やはり節電なのだろうか、今年はいつもにもまして空調が抑えられている。加えて今年は営業に行くにもノーネクタイ、ノージャケットといういだたちが完全に定着した。比較的お堅い金融機関ですらこうなのだから、もはや毎日きっちりとネクタイ、ジャケットを着ている方が目立つ世の中になってしまった。僕自身は数日前から薄いハーフパンツをステテコ・トランクス代わりにスラックスの下に穿いているのだが、非常に気持ちがいい。工夫しだいで結構快適に過ごせるものだと思う。

★★★

ただ、空調があまり効いていない今の世の中が僕はけっこう好きだ。僕が小学生の頃を思い起こしてみれば、まだ実家にクーラーは1台(茶色くて年季のはいったもの)しかなく、真夏でも夕食を食べる時以外はスイッチをきっていた記憶がある。夏休みは区民プールにいって、真っ黒になるまで外で遊んで、生暖かい実家(当時はこども部屋もなかった)でうだうだした記憶がある。

はじめてクーラー漬けになったのは小学校5年生になって、中学受験のための塾に行きはじめた頃だろうか。夏期講習になるとクーラーの効いた部屋で朝から夕方まで授業をするのだ。そりゃあ汗をダラダラ流しながら鉛筆をかじっているよりは勉強もはかどるのだろうが、当時クーラーに慣れていなかった僕は身体がだるくなってしまった。暑い時は汗をかいたほうが健康にいい、10歳やそこらの子どもが1日中クーラーの効いた部屋で汗もかかず日焼けもせず、太陽光ではなく蛍光灯の光の下で問題と向き合っているなんて異常だろう、そんなことをしてまで中学受験しなくちゃならんのか、と幼心に思っていた。

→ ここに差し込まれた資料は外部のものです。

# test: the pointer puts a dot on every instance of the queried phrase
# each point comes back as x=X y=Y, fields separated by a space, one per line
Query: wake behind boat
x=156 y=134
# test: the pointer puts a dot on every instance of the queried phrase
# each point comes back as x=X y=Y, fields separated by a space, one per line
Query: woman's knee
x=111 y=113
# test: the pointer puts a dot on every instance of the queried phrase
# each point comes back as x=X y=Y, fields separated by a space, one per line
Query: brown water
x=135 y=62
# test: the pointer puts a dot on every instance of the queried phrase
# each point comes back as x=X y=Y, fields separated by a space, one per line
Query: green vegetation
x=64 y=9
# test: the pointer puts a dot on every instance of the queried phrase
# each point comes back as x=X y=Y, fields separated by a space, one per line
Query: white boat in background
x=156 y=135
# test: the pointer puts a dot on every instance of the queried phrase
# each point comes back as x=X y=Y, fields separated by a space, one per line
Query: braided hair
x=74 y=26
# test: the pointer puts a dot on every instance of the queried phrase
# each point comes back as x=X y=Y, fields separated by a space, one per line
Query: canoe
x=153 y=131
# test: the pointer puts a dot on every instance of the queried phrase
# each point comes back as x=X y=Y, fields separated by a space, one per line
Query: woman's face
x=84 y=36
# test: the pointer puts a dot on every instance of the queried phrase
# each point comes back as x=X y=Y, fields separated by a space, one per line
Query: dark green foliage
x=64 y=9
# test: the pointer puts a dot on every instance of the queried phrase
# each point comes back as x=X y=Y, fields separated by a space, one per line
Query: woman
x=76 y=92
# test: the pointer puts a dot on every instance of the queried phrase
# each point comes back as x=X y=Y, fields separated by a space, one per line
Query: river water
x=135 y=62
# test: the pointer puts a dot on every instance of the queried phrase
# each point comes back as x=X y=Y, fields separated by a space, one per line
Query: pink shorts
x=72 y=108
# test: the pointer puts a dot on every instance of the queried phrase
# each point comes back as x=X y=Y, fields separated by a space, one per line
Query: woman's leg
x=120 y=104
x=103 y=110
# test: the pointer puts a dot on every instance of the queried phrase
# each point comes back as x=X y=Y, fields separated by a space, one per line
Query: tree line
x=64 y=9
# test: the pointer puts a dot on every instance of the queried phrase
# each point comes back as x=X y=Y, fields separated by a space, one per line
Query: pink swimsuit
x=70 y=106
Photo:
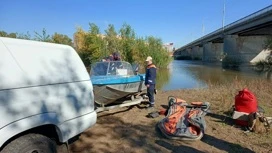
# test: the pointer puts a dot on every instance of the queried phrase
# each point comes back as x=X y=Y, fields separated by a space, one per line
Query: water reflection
x=190 y=74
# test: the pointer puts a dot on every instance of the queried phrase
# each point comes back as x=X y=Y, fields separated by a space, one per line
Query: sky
x=176 y=21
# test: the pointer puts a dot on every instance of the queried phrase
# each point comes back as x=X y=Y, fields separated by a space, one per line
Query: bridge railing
x=246 y=18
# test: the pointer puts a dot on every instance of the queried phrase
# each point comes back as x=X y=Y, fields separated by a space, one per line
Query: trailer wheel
x=31 y=143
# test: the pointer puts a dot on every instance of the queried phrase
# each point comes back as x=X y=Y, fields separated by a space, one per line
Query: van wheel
x=31 y=143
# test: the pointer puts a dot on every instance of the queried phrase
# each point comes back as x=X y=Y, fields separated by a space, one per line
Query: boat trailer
x=119 y=104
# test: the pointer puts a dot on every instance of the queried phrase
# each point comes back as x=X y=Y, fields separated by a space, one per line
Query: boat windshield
x=119 y=68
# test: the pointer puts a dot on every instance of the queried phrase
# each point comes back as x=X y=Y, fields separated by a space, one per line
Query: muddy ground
x=128 y=130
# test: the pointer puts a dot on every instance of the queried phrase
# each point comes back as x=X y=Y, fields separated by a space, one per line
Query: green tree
x=61 y=39
x=112 y=39
x=42 y=37
x=127 y=42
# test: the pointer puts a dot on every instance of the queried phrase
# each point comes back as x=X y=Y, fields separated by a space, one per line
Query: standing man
x=150 y=80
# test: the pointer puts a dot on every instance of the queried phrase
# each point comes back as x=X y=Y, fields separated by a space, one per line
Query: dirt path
x=128 y=130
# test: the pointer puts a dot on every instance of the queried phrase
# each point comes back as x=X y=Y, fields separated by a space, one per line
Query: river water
x=194 y=74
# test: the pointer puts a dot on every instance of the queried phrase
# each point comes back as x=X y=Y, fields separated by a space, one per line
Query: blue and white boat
x=115 y=80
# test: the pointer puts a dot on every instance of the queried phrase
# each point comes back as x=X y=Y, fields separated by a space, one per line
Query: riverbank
x=129 y=130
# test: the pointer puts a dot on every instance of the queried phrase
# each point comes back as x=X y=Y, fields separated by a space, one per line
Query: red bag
x=245 y=102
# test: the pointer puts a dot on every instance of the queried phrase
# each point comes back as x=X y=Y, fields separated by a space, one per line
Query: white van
x=46 y=96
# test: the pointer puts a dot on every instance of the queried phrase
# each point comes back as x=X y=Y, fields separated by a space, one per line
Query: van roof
x=26 y=63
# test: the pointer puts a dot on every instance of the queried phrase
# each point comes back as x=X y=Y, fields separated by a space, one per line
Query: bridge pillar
x=212 y=52
x=242 y=49
x=197 y=53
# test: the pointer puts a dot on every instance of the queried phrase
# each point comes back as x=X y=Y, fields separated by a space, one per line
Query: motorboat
x=113 y=80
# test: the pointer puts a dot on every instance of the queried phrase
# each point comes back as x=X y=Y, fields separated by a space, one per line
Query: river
x=194 y=74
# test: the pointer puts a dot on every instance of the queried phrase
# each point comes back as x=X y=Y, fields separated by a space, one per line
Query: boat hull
x=107 y=94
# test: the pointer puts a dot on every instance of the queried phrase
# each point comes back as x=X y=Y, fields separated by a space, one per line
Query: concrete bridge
x=243 y=41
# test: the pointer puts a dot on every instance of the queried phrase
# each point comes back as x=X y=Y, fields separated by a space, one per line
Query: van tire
x=31 y=143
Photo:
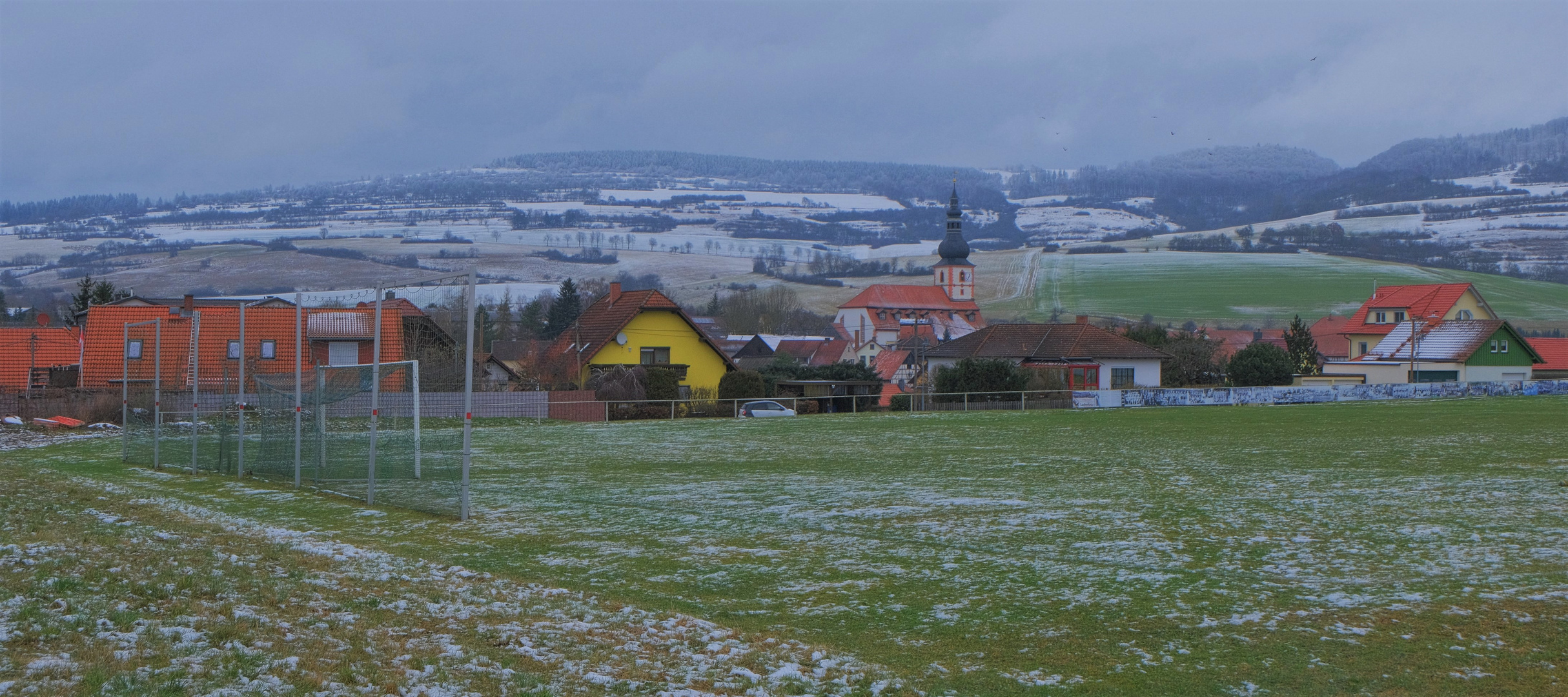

まぁそんな感じで受験勉強は休みやすみやっていた。

それから、中学・高校とほとんどクーラーを使わずに過ごしたと思う。大学受験の時ももわもわした熱気のこもった学食や空き教室で勉強していた記憶がある。手の汗でノートやマークシートがふやけたり(笑)。予備校の自習室などはなんだかクーラーがんがんで体力が吸い取られそうだったからあまり行かなかった。結果的に果たしてどちらが能率が上がったのかはわからないが。

筑波大学もボロい大学なのでクーラーのない部屋が多かった。学生寮はいわずもがなクーラーなんてなかったし、アパートに移ってからも扇風機しか使わなかった。銀行でも外回りが多かったので、基本的に泥のように汗をかいた。そう思うと夏場に空調の効いた世界で仕事するようになったのは4年前に転職してきてからが初めてと言っていいかもしれない。僕の体内時計は、夏になれば汗をかくものだというようにインプットされた状態からまだまだ変われていない。

「夏休み」という言葉が存在するのは本来、夏は暑くて能率が落ちる時期だからいっそのこと休んじゃいましょう。という意味だったのではないか、と思う。それを空調という魔法の機会で無理やり環境を整えて働いたり、勉強したりしているのが、今の社会の姿なのではないかと思う。そしてそれは僕には不健康な姿に見えて仕方ないのだ。空調をゆるめて身も心も溶けそうなくらいにダラダラするのは、夏しかできない醍醐味だと思う。